The developer can easily fix the issue. We have sent them an email to let them know about this discussion and the issue.

@tommarshall
You are spreading the claim though and you didn’t provide any disclaimer as to the reliability of the claim when doing so originally. Raising the issue is fine; it is how you raised it that is the issue.

The WPScan Vulnerability Database doesn’t verify vulnerabilities before including them in their data, so the real issue is with services and people spreading their information without proper warning about that and other known reliability issues (including them incorrectly marking vulnerabilities as being fixed). If the monitoring you are using doesn’t do that you should take that up with them and or get your data from a source that actually checks claimed vulnerabilities before adding them to their data (full disclosure: we provide just such a service).

A lot of those attempts are trying to exploit malicious code that might be on a website due to another attack, so they wouldn’t be of any use in terms of protecting against vulnerabilities in the WordPress core, plugins, or themes.

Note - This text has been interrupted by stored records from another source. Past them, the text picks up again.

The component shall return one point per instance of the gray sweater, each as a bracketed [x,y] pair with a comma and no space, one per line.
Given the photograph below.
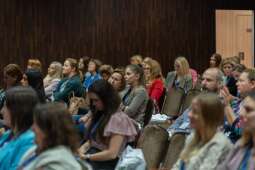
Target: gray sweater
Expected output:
[58,158]
[210,155]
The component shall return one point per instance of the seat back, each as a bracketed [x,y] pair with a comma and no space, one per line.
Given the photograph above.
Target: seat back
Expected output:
[172,102]
[188,99]
[153,142]
[176,145]
[148,112]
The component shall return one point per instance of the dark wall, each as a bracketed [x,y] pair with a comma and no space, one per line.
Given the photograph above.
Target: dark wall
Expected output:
[111,30]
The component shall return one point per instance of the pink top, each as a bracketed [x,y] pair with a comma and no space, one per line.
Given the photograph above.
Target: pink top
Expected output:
[156,89]
[119,124]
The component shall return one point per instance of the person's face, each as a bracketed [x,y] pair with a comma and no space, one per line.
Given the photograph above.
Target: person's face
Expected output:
[51,70]
[24,80]
[81,64]
[133,61]
[67,69]
[209,81]
[177,67]
[105,76]
[147,70]
[236,74]
[91,67]
[96,102]
[227,69]
[244,85]
[9,80]
[115,80]
[39,135]
[194,116]
[6,116]
[247,114]
[212,62]
[130,76]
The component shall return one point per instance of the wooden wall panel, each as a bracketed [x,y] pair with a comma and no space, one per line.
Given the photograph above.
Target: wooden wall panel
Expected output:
[111,30]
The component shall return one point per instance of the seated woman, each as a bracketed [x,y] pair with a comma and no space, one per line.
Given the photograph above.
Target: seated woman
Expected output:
[117,80]
[56,140]
[109,129]
[93,70]
[135,98]
[34,79]
[181,77]
[12,77]
[230,81]
[35,64]
[52,79]
[70,84]
[206,146]
[18,116]
[242,155]
[154,80]
[105,71]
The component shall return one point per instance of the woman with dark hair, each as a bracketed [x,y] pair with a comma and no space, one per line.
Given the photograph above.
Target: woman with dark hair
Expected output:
[135,98]
[206,146]
[93,69]
[12,77]
[56,140]
[242,155]
[109,129]
[34,79]
[18,116]
[215,60]
[70,84]
[117,80]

As for the claim of numerous honeypots at big security vendors to record these behaviors, they either don’t exist or they are not useful in catching many vulnerabilities being exploited in the current versions of WordPress plugins at the very least, as we are the only ones that are spotting many of those vulnerabilities. It isn’t that we are just faster at spotting them and making sure that something is done about them, since before we started doing that there were many not being spotted, as we have found vulnerabilities that existed in the current version of plugins that hackers were likely exploiting for a year or more before we started doing that. It would probably be good for WordPress to start monitoring for that type of activity, since relying on a single company to do that is far from ideal.

As for the claim that the probing is for un-updated stuff, it would be great if that was true as well, but in many cases it isn’t. We are currently seeing a lot of probing for plugins from a set intentionally malicious plugins that were in the Plugin Directory several years ago. Since they were intentionally malicious, they were never going to get fixed by the developer and WordPress hasn’t fixed them in the years since they were discovered, so anyone still using them (and there are websites still using at least some of them recently) is open to be exploited.

As for the data on wpvulndb.com, it is important to note that there are a lot of known vulnerabilities that are not included in their data, so just checking there won’t provide a full listing of vulnerabilities that have existed in a plugin. Also the vulnerabilities are not tested when added to their data, so among other issues, the vulnerability might be listed as being fixed in a certain version despite that not being true. So when looking at their data you should double check that the vulnerability has actually been fixed or use a data source that actual does that checking for you.

When you say that it can be “can be manipulated by the visitor”, were you actually able to cause this to be exploitable?

We were contacted by the person behind this claimed vulnerability a couple days ago and we asked if they were actually able to cause it to be exploitable, but haven’t gotten a response. In our looking into this it looks like it might not be possible to do that, since it looks like the value of HTTP_HOST would not be able to be manipulated in a web browser.

At the top of that report it states that the vulnerability was patched in version 2.1.79 of the plugin.

That looks to have fixed the issue they identified. Thank you.